Assuming you are familiar with BGP4+ with IPv4, IPv6 is not so different or any more complex when getting started. Lets start off with some numbers:
Upstream ISP ASN: 64500
Your ASN: 64501
Specific /126 configured on interfaces out of allocated /64: 2001:db8:0:1::/126
PA allocation to announce: 2001:db8:1234::/48
Start off with making certain that you’ve configured IPv6 on your upstream facing interface, and they’ve configured your side, and you can ping each other over the link. The upstream provider’s configuration can be done as so:
isp#conf t isp#(config)ipv6 prefix-list as64501-ipv6-filter seq 1 permit 2001:db8:1234::/48 isp#(config)router bgp isp#(config-bgp)nei 2001:db8:0:1::2 remote-as 64501 isp#(config-bgp)nei 2001:db8:0:1::2 desc Customer_Name isp#(config-bgp)no nei 2001:db8:0:1::2 activate isp#(config-bgp)add ipv6 uni isp#(config-bgp-af)nei 2001:db8:0:1::2 activate isp#(config-bgp-af)nei 2001:db8:0:1::2 filter-list as64501-ipv6-filter in isp#(config-bgp-af)exit isp#wr mem
So the breakdown of these steps is:
- enter configuration mode on router
- build a filter to restrict what the customer (you) are allowed to announce (seq optional but required for multiple entries in list)

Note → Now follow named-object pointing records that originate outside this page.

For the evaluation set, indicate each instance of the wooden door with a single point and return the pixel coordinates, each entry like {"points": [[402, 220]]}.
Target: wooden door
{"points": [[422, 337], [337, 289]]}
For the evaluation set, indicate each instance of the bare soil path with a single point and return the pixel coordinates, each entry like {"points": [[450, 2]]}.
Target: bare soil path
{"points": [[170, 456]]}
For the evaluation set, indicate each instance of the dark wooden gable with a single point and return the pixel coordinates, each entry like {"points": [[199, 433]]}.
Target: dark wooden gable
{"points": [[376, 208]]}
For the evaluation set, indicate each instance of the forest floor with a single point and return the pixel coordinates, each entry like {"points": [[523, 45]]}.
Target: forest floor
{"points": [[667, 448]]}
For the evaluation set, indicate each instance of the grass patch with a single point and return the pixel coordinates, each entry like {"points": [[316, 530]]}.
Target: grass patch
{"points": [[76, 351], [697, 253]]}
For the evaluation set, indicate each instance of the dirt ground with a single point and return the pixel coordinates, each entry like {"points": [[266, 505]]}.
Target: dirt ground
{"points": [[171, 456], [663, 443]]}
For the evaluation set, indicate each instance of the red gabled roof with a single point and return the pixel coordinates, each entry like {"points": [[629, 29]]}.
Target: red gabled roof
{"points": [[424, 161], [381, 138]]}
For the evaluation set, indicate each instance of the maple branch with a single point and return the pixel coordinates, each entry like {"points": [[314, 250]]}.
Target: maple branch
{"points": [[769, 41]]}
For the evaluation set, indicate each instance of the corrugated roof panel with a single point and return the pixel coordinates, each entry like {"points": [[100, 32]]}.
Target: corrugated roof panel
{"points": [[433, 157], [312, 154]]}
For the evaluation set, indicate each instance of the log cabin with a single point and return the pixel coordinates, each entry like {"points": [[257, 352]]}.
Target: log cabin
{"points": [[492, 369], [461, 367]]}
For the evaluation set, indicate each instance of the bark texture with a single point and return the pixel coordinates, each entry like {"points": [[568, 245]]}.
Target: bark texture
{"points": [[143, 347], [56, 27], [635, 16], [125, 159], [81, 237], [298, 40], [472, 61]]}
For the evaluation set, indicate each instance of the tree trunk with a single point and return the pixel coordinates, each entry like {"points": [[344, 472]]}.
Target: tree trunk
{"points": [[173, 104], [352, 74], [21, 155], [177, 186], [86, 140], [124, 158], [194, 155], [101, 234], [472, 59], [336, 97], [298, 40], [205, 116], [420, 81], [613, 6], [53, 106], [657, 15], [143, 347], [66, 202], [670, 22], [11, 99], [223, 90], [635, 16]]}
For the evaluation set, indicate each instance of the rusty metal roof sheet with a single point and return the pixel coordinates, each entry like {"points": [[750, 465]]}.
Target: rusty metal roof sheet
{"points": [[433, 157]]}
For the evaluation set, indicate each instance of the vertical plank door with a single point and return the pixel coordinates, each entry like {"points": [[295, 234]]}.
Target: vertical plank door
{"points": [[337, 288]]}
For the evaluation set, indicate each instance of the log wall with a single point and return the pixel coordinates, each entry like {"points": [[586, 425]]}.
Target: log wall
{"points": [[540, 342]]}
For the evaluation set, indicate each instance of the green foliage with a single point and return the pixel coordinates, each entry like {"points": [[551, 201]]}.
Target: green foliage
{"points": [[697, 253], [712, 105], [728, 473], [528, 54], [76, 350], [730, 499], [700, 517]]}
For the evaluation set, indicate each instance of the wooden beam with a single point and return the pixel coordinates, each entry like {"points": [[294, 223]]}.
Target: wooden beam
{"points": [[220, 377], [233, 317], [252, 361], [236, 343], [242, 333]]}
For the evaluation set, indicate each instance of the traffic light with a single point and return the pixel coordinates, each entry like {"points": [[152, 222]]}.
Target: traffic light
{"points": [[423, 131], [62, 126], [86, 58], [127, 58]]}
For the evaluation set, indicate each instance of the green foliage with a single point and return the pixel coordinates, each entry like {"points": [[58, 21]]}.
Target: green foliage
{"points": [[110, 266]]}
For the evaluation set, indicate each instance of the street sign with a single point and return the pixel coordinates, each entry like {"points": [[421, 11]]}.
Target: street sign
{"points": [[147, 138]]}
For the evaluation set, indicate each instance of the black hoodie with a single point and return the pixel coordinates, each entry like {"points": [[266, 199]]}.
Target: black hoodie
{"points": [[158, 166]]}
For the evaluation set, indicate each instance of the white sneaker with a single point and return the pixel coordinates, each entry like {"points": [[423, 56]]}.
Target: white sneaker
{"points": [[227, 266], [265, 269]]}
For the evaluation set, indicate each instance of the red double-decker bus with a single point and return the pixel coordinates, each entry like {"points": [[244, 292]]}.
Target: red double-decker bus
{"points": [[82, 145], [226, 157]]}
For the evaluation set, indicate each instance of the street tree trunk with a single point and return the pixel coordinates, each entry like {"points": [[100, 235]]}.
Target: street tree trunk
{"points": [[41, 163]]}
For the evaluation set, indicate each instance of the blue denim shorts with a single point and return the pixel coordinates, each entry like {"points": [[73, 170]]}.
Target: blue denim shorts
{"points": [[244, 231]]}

- enter BGP configuration mode
- create a specific session using target/destination IPv6 address and ASN of customer
- optionally add a description of the session perhaps to track who it is more clearly
- you don’t want IPv4 routes going out or coming in over the session, IPv6 routes only
- change address-family for IPv6 specific BGP settings
- activate sending and learning IPv6 routes over the session
- apply the filter for accepting INBOUND routes from you/customer
- exit & then write out the config
On the customer side it is similar but not exact:
you#conf t you#(config)ipv6 prefix-list outbound-ipv6-filter seq 1 permit 2001:db8:1234::/48 you#(config)router bgp you#(config-bgp)nei 2001:db8:0:1::1 remote-as 64500 you#(config-bgp)nei 2001:db8:0:1::1 desc ISP_Name you#(config-bgp)no nei 2001:db8:0:1::1 activate you#(config-bgp)add ipv6 uni you#(config-bgp-af)network 2001:db8:1234::/48 you#(config-bgp-af)nei 2001:db8:0:1::1 activate you#(config-bgp-af)nei 2001:db8:0:1::1 filter-list outbound-ipv6-filter out you#(config-bgp-af)exit you#wr mem
The differences being:
1) outbound filter list on your session to the ISP
2) network statement for the allocation to be announced by BGP
You’ll also need some sort of anchor route so BGP knows to announce the route. This can be either a local null-route or static-route for the covering prefix, or an IP out of the prefix configured on an interface. So once BGP is configured, and establishes between both routers, the ISP side should see something similar to:
isp#sh ipv6 bgp nei 2001:db8:0:1::2 routes There are 1 accepted routes from neighbor 2001:db8:0:1::2 Searching for matching routes, use ^C to quit... Status A:AGGREGATE B:BEST b:NOT-INSTALLED-BEST C:CONFED_EBGP D:DAMPED E:EBGP H:HISTORY I:IBGP L:LOCAL M:MULTIPATH m:NOT-INSTALLED-MULTIPATH S:SUPPRESSED F:FILTERED s:STALE Prefix Next Hop Metric LocPrf Weight Status 1 2001:db8:1234::/48 2001:db8:0:1::2 1 140 0 E AS_PATH: 64501
And that should be it. You can obviously play around with peer-groups, route-maps, etc. Communities should work as long as your ISP offers them, so be sure to ask. Ideally there is at least a blackhole community in place. That should allow you to announce a specific range or IP that you want to have null-routed upstream in cases of abuse or attacks. That filter could look like either of the following, depending on how specific they allow you to announce:
ipv6 prefix-list as64501-ipv6-filter seq 1 permit 2001:db8:1234::/48 le 64
ipv6 prefix-list as64501-ipv6-filter seq 1 permit 2001:db8:1234::/48 le 128
With the obvious requirement that the BGP sessions would need to be configured as blackhole community enabled on both sides.